Die Frankfurter Sparkasse sei stolz darauf, dass sie ihren Kunden das mit Abstand dichteste Filialnetz in Frankfurt und der Region biete, so Wiedemeier. Einer Auswertung des DSGV zufolge benötigen 90 Prozent der Bürgerinnen und Bürger im Stadtgebiet Frankfurt entweder mit dem Auto oder zu Fuß maximal fünf Minuten, um zur nächsten mitarbeiterbesetzten Filiale der Frankfurter Sparkasse zu gelangen.

"Wir wollen unseren Kunden an möglichst vielen Standorten den kompletten Service und eine umfassende Beratung in allen Finanzfragen bieten – und zwar von Mensch zu Mensch", bekräftigt Wiedemeier.

Standortüberprüfung führt zu Schließungen 17 meist kleinerer Filialen

Aber auch die Sparkasse sei gefordert, ihr Filialnetz auf seine Wirtschaftlichkeit hin zu untersuchen, und wo es notwendig wird, Filialen zusammenzulegen, so der Vorstandsvorsitzende. Vorangegangen sei eine lange Phase der Analyse und Überprüfung der Geschäftsstellenstruktur auf Basis einzelkritischer Faktoren wie betriebswirtschaftliche Kennziffern, Nähe zu anderen Filialstandorten sowie der Wettbewerbssituation und Lage vor Ort.

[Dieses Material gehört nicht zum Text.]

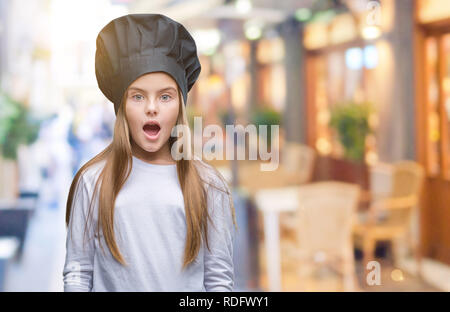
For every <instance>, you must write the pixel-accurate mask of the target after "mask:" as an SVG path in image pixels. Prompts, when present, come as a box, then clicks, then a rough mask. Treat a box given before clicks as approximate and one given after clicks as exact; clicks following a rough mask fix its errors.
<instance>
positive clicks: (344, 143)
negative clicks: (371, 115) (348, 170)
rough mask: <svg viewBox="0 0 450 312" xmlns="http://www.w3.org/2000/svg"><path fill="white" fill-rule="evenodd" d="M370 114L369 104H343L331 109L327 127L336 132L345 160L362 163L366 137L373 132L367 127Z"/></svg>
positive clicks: (368, 124) (336, 106)
mask: <svg viewBox="0 0 450 312" xmlns="http://www.w3.org/2000/svg"><path fill="white" fill-rule="evenodd" d="M372 112H373V106H372V104H371V103H369V102H362V103H358V102H344V103H339V104H337V105H335V106H334V108H332V109H331V119H330V124H329V125H330V127H331V128H332V129H334V130H335V131H336V132H337V135H338V139H339V142H340V143H341V145H342V147H343V148H344V157H345V158H346V159H348V160H351V161H355V162H363V161H364V157H365V148H366V137H367V136H368V135H369V134H371V133H372V132H373V131H372V129H371V127H370V125H369V117H370V114H371V113H372Z"/></svg>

Die Frequenz variiert in den einzelnen Standorten, sie geht jedoch seit Jahren stetig weiter zurück. "Letztendlich haben wir 17 meist kleinere Standorte unserer derzeit bestehenden 60 Vertriebsstandorte identifiziert, deren Kundenfrequenz unterdurchschnittlich oder deren Nachbarfiliale sehr nahegelegen ist", sagt Wiedemeier. Die 15 Standorte im Umland blieben erhalten.